The Social Media crawler described above constantly extracts SM users and permits to keep an updated representation of each user. New submitted contents are quickly detected and stored. This incremental representation of the users can be thought of as a sequential accumulation device that permanently learns about each user. Although this technology has the potential to support multiple SM intelligence tasks, we focus here on how to employ it to support the detection of early signs of depression.
There is substantial evidence in the literature that shows that the words people use are revelatory of their psychological condition. In particular, depression has been associated with distinctive linguistic patterns [4,9,10,22,23,24]. With the increasing use of Social Media, this type of patterns can be extracted and analysed using online data.
Language use is a powerful indicator of multiple aspects of the individuals, such as their social status, their personality, or their emotions. In terms of mental health, the interactions between natural language use and different psychological disorders has received increasing attention. For instance, Pennebaker [9,10] showed that depression is associated with an elevated use of first person pronouns. Text analytics techniques can therefore be useful to estimate the onset of depression. Indicators such as an increasing use of words related to negative emotions, words related to feelings of guilt, or words related to the self can be valuable signs of risk. Traditional instruments, such as Beck’s Depression Inventory [25], measure the severity of depression based on multiple-choice self-report questions (composed of items relating to symptoms of depression such as fatigue, guilt, or weight loss). The application of Big Data techniques to massive amounts of SM data can also provide valuable insights about this type of symptoms and, following proper ethical guidelines, new depression screening tools could be designed.

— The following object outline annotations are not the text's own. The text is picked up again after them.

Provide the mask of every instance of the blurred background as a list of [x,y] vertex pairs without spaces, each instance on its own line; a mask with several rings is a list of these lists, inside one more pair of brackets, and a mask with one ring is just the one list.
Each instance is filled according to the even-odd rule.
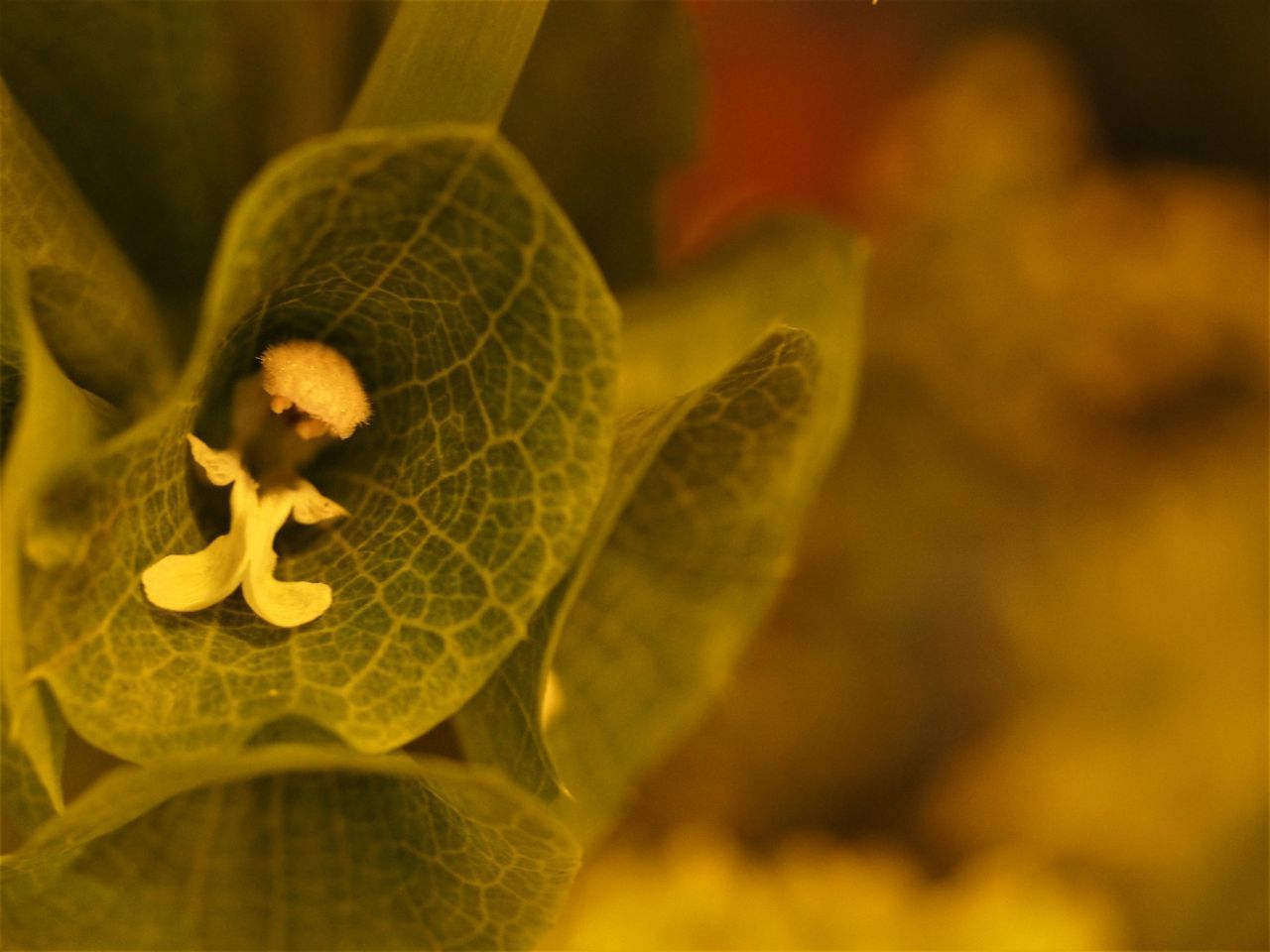
[[861,396],[547,946],[1266,948],[1270,6],[688,11],[664,263],[861,228]]

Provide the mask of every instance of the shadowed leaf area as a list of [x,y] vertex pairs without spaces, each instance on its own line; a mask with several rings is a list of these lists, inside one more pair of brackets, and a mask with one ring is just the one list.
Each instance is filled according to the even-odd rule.
[[[390,749],[486,679],[572,561],[607,463],[616,308],[523,160],[467,127],[283,156],[217,260],[183,385],[38,506],[60,545],[29,581],[28,664],[126,759],[282,717]],[[291,338],[347,354],[375,413],[306,472],[352,515],[279,545],[278,576],[326,583],[331,608],[287,631],[237,594],[150,605],[144,569],[225,532],[184,434],[225,446],[234,382]]]
[[[632,302],[645,324],[629,366],[715,325],[814,333],[773,327],[714,382],[624,416],[578,566],[460,712],[467,753],[542,796],[566,790],[558,803],[584,838],[721,689],[785,575],[850,411],[860,265],[846,235],[782,220]],[[733,298],[711,293],[737,282]],[[718,360],[667,360],[648,392]]]
[[527,948],[577,862],[491,774],[276,746],[108,776],[5,858],[3,925],[55,949]]

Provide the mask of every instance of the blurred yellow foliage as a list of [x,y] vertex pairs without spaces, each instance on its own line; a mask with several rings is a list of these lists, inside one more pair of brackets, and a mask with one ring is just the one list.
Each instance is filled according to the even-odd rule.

With supervised learning technology we can build a depression language classifier, an automatic tool able to distinguish between the language of depressed and non-depressed individuals. However, such construction requires a sample of labelled data (examples of text written by a depressed group and examples of text written by a control group). Traditional research studies on depression and language have been confined to clinical environments (for example analysing written essays or spontaneous speech) and data cannot be redistributed. On the other hand, some studies on depression and SM [4,22,23,24] suggested innovative methods to gather SM contents published by individuals diagnosed with depression. However, these teams often worked with SM sources whose contents cannot be easily distributed (e.g., tweets) and, in most cases, there are not publicly available collections of SM data. One of the few exceptions are the datasets developed under the CLEF eRisk challenge [18,26,27,28,29]. This is a series of shared tasks on early risk detection. The lab had a special orientation to psychological disorders and several datasets have SM data from depressed and control group individuals. We focus here on the eRisk 2017 and 2018 collections. The characteristics of these benchmarks are discussed next.

4.2.1. Datasets: eRisk 2017 and eRisk 2018

The source of data used to build the eRisk collections was Reddit. This fits well with our Big Data platform, which ingests data from Reddit in real-time. Reddit has a large community of users and many of them have a large history of interactions on the platform. There is substantive content about psychological disorders, such as depression.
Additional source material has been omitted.